New York-based Lemonade Insurance Company, founded by Israeli entrepreneurs Shai Wininger and Daniel Schreiber, who seek to revolutionize the way homes are insured, are planning to hold an initial public offering of shares on a New York exchange, Calcalist reported without saying where it got the information.
The firm is seeking to raise more than half a billion dollars, at a market valuation of $2 billion, the financial website reported Tuesday.
The share issue, if successful, would make the share sale one of the most highly valued IPOs by an Israeli-linked firm, Calcalist said. Mobileye, founded by Israeli entrepreneurs Amnon Shashua and Ziv Aviram, holds the record today, having sold shares in 2014 on the New York Stock Exchange at a valuation of $5.3 billion, Calcalist said. Mobileye was later acquired in 2017 by Intel Corp. for a whopping $15.3 billion.

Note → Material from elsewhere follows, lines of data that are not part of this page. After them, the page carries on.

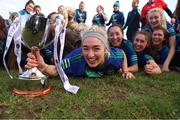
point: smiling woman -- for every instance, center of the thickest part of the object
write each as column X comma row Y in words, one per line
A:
column 94, row 59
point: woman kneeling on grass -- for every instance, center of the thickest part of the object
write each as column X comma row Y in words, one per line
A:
column 93, row 59
column 141, row 43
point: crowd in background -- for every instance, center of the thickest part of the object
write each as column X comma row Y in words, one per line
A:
column 152, row 42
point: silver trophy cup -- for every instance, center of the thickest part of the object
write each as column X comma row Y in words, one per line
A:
column 33, row 36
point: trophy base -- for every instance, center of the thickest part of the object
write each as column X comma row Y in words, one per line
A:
column 32, row 74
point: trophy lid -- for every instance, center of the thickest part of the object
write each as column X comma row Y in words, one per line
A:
column 33, row 31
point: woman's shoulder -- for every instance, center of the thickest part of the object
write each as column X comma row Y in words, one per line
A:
column 116, row 53
column 75, row 53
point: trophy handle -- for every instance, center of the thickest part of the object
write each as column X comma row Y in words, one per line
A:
column 33, row 73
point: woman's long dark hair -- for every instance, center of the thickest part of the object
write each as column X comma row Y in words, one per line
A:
column 2, row 28
column 177, row 10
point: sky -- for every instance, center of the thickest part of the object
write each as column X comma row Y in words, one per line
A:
column 49, row 6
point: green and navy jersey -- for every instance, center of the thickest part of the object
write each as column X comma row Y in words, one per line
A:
column 75, row 64
column 170, row 29
column 160, row 55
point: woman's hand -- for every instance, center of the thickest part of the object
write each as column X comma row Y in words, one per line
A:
column 35, row 60
column 152, row 68
column 128, row 75
column 149, row 68
column 165, row 68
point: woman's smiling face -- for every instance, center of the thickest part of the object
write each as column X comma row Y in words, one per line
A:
column 154, row 19
column 93, row 51
column 115, row 36
column 140, row 43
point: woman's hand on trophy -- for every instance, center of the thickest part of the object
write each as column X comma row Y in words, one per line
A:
column 35, row 60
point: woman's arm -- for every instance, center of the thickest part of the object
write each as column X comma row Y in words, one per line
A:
column 133, row 68
column 172, row 44
column 152, row 67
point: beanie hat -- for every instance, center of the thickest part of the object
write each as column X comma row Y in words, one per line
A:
column 116, row 4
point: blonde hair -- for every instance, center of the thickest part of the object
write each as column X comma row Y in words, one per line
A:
column 161, row 13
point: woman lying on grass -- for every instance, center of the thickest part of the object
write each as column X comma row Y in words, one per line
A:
column 93, row 59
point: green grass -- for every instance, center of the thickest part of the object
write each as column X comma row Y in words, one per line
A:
column 111, row 97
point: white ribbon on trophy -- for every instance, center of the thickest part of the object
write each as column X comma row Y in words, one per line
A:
column 60, row 37
column 12, row 34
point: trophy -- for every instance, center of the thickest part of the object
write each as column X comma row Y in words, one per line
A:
column 33, row 36
column 33, row 33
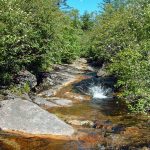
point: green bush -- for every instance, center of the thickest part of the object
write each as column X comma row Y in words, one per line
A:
column 34, row 35
column 121, row 39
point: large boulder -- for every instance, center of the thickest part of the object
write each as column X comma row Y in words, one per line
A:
column 24, row 77
column 25, row 116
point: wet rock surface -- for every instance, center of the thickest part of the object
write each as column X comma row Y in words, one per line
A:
column 24, row 116
column 98, row 124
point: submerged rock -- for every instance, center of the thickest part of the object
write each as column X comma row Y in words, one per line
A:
column 43, row 102
column 61, row 101
column 25, row 116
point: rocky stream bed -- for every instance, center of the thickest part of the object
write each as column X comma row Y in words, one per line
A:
column 63, row 114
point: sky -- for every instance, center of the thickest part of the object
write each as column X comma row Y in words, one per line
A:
column 84, row 5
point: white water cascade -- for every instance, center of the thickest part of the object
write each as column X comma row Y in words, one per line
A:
column 99, row 92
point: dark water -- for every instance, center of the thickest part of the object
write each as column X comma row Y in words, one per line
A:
column 114, row 128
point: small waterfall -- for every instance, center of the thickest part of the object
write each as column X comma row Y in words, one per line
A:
column 99, row 92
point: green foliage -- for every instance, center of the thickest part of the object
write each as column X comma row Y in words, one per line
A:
column 121, row 38
column 34, row 35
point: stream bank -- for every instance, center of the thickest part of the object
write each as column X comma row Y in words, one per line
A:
column 97, row 124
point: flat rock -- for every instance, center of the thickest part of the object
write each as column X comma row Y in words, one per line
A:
column 61, row 102
column 25, row 116
column 43, row 102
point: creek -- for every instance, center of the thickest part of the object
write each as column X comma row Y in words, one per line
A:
column 99, row 120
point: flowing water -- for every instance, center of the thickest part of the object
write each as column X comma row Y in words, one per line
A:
column 112, row 127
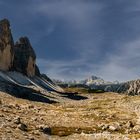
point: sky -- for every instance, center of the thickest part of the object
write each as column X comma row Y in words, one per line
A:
column 75, row 39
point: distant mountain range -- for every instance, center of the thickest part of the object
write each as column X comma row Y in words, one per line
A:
column 91, row 81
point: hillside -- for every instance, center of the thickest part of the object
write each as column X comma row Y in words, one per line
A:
column 102, row 116
column 33, row 107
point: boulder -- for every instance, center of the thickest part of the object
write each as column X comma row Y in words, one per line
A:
column 6, row 46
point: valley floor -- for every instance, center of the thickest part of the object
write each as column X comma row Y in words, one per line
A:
column 102, row 116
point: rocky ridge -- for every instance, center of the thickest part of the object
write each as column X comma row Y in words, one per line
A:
column 18, row 57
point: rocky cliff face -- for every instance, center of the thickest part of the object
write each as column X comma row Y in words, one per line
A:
column 24, row 58
column 6, row 46
column 19, row 57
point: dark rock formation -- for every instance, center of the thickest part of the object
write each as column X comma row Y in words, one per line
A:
column 24, row 58
column 6, row 46
column 37, row 71
column 19, row 57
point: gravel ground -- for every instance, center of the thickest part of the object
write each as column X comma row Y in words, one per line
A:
column 101, row 116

Lemonade has been in touch with investment bankers JPMorgan Chase & Co. about the offering, Calcalist said. Shai Wininger did not immediately respond to an email seeking comment.
The funds will help the company expand its activities to include car insurance and eventually health and life insurance, Calcalist said.
In November, the firm, founded in 2015, said it was planning to expand its services from the US to Europe.
Lemonade, which began its activities with homeowner and renters’ insurance, is a licensed insurer in some US states, including California, Illinois, New Jersey, New York and Texas, allowing users to insure their homes by doing away with agents and replacing them with artificial intelligence and bots, applications that perform an automated task.
Customers answer a set of simple questions through a chat with the company’s bot, “Maya,” and, in seconds, can get their home insured. It takes 90 seconds to get insured, the company’s website says, and three minutes to get paid, if and when a claim is made.
Unlike traditional insurers, Lemonade takes a flat fee — one that would normally go to the insurance brokers — and sets aside the remaining funds for claims. In a good year, when there’s money left unclaimed, the company does not pocket the money but donates it to causes their customers choose.
The firm has raised $480 million to date from investors including Jerusalem-based OurCrowd; Japan’s Softbank Group; financial services provider Allianz; Google Ventures, the venture capital arm of Alphabet Inc., the parent company of Google; Tusk Ventures; and Israel’s Aleph VC, according to the database of Start-Up Nation Central, which tracks Israel’s high-tech industry.
Before co-founding Lemonad, Wininger co-founded Fiverr, an Israeli startup that has become a global leader for online freelance services. Fiverr filed for an IPO in New York last month, and on June 3 submitted an updated prospectus for the sale of 5,263,158 shares at an estimated initial price between $18 and $20 per share. This gives the firm a post-IPO valuation of $650 million, Calcalist said.